Il termine era stato coniato da Martin Esslin (The Theatre of the Absurd, 1961) per indicare quella corrente filosofico-artistica che si sviluppava in Europa tra gli anni ’40 e ‘60/’70 del Novecento.
Si tratta, com’è noto, di quel movimento, collegabile in qualche modo all’esistenzialismo di Sartre e Camus, che interpreta l’assurdità dell’esistenza attraverso il superamento della drammaturgia razionale e del linguaggio logico-consequenziale.
Una successione alogica di eventi apparentemente senza alcun significato dà luogo, così, a dialoghi spesso ripetitivi e compulsivi, tra l’ironico e il tragico, mirati a scandagliare, con amaro humour, il dramma esistenziale dei protagonisti.
Insensatezza nel linguaggio e nella vita è la lettura che i padri di questo teatro ci consegnano con il loro modo avanguardistico di fare teatro.
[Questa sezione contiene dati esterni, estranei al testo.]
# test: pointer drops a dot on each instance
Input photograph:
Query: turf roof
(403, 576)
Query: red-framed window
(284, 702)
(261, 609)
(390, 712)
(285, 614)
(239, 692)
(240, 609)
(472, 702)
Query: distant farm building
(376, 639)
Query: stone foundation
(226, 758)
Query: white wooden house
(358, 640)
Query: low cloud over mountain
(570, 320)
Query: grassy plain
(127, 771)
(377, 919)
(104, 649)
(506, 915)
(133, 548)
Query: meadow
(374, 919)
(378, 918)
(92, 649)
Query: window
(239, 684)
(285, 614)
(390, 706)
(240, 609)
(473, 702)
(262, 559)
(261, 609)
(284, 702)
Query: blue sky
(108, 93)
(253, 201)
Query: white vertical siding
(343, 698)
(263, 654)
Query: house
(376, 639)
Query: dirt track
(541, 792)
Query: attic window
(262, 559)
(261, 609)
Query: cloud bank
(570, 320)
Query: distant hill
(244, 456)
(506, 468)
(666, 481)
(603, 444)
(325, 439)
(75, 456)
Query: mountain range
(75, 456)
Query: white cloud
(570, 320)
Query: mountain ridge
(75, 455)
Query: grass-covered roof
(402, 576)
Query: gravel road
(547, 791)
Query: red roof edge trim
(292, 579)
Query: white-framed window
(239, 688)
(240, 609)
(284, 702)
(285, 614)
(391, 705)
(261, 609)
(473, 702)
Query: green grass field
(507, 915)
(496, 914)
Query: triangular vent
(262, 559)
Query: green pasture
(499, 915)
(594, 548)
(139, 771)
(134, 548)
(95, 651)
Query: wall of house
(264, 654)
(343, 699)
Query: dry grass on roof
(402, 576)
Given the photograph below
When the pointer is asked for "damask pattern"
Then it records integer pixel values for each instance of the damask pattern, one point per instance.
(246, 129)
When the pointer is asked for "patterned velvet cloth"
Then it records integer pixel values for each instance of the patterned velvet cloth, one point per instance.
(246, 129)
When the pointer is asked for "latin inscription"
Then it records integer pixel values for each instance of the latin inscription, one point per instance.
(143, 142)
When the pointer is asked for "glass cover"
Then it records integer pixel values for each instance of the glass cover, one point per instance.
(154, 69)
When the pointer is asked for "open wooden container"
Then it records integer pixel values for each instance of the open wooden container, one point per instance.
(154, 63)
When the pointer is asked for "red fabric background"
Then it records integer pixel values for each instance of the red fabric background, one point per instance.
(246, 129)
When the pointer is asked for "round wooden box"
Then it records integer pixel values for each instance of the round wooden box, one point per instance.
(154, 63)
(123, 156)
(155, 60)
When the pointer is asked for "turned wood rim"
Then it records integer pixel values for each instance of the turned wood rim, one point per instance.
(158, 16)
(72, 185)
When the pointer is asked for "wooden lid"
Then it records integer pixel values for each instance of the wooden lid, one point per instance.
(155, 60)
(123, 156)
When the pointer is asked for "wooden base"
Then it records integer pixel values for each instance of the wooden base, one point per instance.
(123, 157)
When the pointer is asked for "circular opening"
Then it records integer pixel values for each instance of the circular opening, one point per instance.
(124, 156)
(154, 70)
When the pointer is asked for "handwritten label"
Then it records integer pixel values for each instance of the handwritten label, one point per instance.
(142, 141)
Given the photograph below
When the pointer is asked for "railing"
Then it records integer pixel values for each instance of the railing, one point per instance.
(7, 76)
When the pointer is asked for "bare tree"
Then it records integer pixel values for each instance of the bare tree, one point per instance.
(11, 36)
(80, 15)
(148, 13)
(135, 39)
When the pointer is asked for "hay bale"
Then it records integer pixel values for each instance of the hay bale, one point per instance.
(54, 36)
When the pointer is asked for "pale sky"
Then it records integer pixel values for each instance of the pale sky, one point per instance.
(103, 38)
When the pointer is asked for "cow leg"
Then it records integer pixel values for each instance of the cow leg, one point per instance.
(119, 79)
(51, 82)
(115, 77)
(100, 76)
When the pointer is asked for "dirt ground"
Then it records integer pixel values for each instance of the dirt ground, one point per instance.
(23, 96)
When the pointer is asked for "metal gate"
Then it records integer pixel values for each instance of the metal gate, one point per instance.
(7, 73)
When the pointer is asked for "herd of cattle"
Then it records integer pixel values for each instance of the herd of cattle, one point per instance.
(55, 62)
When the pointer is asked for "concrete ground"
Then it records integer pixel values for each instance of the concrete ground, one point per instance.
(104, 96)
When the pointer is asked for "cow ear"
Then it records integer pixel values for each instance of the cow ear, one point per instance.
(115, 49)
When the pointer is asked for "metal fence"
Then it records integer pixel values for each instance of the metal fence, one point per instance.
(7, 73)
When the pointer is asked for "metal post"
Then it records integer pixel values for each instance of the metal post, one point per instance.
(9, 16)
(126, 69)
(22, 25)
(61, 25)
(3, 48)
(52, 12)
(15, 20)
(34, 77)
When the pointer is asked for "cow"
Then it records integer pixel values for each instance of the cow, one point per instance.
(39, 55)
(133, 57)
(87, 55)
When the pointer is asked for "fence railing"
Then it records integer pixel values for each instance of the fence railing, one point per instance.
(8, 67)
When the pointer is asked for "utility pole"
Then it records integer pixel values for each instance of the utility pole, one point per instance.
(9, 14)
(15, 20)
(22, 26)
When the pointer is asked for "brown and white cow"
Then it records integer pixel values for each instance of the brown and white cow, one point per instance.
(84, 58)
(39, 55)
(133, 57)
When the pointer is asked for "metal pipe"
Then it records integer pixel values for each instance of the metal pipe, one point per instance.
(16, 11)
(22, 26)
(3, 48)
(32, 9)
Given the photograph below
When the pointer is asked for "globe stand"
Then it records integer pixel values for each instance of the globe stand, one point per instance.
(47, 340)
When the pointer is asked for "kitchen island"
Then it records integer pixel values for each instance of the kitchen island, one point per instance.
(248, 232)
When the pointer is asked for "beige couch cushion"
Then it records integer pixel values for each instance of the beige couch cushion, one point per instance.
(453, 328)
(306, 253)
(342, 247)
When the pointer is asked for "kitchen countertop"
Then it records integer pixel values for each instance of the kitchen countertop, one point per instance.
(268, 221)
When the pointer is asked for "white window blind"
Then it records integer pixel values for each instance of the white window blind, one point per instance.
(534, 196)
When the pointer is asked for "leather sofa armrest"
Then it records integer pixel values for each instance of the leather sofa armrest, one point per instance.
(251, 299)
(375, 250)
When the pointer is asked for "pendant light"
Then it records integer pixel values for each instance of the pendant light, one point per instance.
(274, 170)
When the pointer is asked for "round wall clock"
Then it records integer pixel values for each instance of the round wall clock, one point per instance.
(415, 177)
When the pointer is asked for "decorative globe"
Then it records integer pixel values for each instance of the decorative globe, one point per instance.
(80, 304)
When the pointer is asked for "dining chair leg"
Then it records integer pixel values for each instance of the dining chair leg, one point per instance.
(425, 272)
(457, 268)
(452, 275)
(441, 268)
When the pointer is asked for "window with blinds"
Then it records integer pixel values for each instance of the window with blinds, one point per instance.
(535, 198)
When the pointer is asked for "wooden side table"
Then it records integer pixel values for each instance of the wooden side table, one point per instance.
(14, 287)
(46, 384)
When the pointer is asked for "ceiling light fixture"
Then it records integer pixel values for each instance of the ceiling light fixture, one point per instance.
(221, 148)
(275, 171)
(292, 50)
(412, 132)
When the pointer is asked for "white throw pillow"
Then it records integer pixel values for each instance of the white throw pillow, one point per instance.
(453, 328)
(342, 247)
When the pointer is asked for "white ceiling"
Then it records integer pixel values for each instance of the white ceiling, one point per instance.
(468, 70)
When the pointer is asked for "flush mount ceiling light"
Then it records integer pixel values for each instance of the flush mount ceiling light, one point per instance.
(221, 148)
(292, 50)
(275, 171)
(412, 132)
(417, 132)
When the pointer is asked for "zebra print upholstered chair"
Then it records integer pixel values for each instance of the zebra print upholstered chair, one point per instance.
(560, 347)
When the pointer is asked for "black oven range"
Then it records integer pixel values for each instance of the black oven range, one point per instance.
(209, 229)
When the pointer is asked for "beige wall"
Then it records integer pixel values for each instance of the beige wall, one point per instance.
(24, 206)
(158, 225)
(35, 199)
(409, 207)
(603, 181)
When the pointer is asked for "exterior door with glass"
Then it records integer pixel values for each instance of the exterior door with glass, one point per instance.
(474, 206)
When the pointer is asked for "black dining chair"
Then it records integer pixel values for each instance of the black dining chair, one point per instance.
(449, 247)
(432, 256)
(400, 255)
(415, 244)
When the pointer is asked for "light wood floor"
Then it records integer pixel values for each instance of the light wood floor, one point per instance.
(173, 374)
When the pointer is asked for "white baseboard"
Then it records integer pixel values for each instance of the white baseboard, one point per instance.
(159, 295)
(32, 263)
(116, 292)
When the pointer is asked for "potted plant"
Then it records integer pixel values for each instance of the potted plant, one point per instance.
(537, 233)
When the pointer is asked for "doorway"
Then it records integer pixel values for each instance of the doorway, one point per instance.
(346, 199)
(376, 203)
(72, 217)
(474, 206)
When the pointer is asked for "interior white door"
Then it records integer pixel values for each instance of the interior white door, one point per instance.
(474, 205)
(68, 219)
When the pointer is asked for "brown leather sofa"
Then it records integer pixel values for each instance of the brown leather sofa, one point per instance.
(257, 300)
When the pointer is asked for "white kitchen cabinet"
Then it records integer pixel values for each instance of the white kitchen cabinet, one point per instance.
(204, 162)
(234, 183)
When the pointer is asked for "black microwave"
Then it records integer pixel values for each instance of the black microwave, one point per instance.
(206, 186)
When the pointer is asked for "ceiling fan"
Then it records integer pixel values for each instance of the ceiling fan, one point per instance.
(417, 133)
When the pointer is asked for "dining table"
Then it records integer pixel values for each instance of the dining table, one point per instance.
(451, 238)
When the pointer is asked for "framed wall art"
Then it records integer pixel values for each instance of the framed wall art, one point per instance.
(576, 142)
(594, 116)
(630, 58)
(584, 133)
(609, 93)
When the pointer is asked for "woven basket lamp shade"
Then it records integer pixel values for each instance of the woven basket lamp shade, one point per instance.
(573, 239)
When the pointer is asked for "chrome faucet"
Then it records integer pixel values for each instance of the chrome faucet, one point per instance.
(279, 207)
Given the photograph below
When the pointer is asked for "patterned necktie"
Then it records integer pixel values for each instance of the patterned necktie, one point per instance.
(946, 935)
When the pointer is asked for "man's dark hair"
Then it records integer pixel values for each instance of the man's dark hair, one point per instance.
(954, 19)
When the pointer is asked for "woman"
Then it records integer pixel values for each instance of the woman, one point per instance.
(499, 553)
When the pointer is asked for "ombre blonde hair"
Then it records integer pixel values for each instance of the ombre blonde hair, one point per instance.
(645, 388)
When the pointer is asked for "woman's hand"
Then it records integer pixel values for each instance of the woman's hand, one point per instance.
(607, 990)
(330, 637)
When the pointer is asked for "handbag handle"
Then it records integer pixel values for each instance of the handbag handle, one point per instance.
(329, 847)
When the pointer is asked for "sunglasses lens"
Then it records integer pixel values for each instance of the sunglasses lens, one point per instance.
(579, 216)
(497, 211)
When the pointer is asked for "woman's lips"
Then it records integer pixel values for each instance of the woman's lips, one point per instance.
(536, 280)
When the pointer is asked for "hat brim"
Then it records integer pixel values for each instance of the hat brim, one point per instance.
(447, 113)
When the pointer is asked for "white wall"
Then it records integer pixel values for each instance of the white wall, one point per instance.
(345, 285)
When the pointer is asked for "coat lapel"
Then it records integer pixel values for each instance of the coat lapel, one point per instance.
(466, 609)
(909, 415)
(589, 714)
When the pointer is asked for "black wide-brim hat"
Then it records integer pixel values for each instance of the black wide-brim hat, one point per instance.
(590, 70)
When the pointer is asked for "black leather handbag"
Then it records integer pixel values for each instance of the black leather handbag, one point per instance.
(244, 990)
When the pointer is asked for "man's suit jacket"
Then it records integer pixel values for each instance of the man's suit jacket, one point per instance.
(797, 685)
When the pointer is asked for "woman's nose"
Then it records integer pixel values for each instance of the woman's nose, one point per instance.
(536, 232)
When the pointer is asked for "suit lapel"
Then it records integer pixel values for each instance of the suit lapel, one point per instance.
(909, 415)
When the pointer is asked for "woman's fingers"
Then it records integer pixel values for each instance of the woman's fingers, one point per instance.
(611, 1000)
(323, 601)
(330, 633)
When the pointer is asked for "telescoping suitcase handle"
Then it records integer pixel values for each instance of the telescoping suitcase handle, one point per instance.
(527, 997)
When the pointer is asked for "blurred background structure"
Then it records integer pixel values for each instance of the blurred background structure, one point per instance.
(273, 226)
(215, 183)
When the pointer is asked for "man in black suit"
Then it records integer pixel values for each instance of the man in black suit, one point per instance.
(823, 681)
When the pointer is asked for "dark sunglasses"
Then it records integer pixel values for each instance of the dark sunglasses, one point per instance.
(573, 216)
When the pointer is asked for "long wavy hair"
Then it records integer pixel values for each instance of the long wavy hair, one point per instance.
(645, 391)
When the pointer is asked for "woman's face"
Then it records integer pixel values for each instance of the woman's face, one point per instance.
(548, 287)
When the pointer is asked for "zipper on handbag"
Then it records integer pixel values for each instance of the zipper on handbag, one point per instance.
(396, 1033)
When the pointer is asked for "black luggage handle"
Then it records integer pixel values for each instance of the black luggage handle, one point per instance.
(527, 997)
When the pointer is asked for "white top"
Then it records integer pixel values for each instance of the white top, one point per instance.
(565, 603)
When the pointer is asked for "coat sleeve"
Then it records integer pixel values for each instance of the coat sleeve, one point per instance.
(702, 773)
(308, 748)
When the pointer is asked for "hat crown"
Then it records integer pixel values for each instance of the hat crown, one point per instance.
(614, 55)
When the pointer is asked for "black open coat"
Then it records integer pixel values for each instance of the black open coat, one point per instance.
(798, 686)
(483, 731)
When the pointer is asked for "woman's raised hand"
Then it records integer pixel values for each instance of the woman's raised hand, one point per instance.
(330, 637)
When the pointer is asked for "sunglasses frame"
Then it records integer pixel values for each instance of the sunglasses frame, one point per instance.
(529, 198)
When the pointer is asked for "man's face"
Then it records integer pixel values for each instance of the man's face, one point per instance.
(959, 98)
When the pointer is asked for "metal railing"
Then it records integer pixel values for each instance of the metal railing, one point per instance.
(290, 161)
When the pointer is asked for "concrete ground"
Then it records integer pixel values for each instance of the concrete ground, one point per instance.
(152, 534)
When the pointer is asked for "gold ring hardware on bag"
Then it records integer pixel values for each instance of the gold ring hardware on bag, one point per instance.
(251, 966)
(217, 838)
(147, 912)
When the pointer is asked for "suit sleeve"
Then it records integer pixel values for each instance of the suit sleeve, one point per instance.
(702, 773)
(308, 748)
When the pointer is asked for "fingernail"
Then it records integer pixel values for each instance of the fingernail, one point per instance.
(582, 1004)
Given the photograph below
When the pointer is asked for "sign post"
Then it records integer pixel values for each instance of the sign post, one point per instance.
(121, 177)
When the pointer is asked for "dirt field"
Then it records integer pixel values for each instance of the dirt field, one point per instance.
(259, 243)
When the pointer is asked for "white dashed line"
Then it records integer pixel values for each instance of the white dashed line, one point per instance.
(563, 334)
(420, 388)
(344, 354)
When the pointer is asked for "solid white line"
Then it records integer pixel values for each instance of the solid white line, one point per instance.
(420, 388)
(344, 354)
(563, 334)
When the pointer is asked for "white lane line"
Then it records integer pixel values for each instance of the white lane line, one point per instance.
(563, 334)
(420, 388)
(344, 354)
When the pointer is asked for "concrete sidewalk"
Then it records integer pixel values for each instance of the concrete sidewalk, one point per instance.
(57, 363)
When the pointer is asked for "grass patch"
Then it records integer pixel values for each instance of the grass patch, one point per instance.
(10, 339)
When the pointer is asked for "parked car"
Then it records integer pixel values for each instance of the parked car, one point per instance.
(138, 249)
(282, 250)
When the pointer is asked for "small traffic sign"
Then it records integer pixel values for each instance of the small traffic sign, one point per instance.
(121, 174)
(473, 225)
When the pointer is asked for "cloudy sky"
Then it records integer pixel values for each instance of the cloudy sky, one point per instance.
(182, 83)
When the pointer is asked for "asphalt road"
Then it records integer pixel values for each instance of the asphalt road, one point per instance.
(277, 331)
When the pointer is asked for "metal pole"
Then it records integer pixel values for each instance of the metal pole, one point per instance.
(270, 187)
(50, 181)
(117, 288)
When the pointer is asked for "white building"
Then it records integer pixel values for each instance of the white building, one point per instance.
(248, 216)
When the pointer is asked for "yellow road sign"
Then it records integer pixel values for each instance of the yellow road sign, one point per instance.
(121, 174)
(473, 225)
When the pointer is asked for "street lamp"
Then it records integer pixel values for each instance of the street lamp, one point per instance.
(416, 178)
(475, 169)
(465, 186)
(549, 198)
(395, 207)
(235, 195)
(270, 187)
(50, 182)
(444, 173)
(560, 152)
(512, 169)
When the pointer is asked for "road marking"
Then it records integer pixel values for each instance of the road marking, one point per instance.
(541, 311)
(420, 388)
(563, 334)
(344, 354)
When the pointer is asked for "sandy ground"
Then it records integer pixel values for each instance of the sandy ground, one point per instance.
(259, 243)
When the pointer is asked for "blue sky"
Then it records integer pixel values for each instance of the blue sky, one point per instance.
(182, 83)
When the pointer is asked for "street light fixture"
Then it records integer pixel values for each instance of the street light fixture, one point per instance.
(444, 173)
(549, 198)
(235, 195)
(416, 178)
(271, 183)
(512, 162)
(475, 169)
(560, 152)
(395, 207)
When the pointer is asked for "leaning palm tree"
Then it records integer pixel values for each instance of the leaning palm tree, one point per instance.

Iconica rimane la definizione che proprio Ionesco, in un saggio su Kafka, diede del termine assurdo: “ciò che è privo di scopo: recise le sue radici religiose, metafisiche e trascendentali, l’uomo è perduto, tutte le sue azioni divengono insensate, ridicole, inutili”.
È il caso del lavoro di questa sera dove il tronfio e autoritario Re dell’Universo Bèrenger, uso a comandare da epoca immemorabile su uomini e natura, è giunto anche lui al capolinea: è malato e sta per morire.
Il medico di corte, in bilico tra improbabile scienza e superstiziosa astrologia, comunica la ferale notizia alle due mogli regine.
La glaciale e saccente Marguerite ritiene che sia razionale e doveroso mettere al corrente il sovrano della sua prossima e ineluttabile fine.
La tenera e innamorata Marie non ha il coraggio di far soffrire il suo amato togliendogli la speranza.
Juliette, la serva – saggia, prudente e ligia al suo dovere – cerca di trovare estemporanee soluzioni evitando passi falsi.
La guardia, con le sue ossessive ripetizioni, puntualizza i singoli momenti dell’azione teatrale.
Ma il sovrano non riesce ad accettare un destino che è sì umano, ma non certo per lui.
Si rassegna solo quando, dopo aver invano tentato in ogni modo di esercitare il suo antico potere, acconsente rassegnato alla preparazione dei riti funebri che gli si devono.
Solo di fronte alla morte, l’individuo affronta l’assurdità della condizione umana.
È questo, in qualche modo, il testamento che ha lasciato Maurizio Scaparro insieme all’eredità di affetti che traspare dalle parole di coloro che con lui hanno lavorato.
Per Edoardo Sirago -così ha detto nell’intervista che ha rilasciato al nostro giornale- è un dovere proseguire le sue indicazioni per continuare ad onorarlo.
Anche Isabella Russinova, che lo ricorda con grande tenerezza, il regista (“persona appassionata, profonda, di grande talento”) ha lasciato un segno: “è una personalità del nostro tempo!”.
“Ritengo – scriveva l’anno scorso lo stesso Scaparro nelle sue note – che… abbiamo il compito di far riflettere e far rinascere il pubblico attraverso una storia che sembra ssere stata scritta ieri”.
E in realtà Ionesco ha colto la drammaticità di una crisi epocale caratterizzata da un devastante crollo di valori, dall’assenza di regole.
Ha aperto così, la strada a futuri panorami, all’inquietudine contemporanea, regalandoci una riflessione sulla vita attraverso la consapevolezza della morte: un’immagine poetica della condizione umana.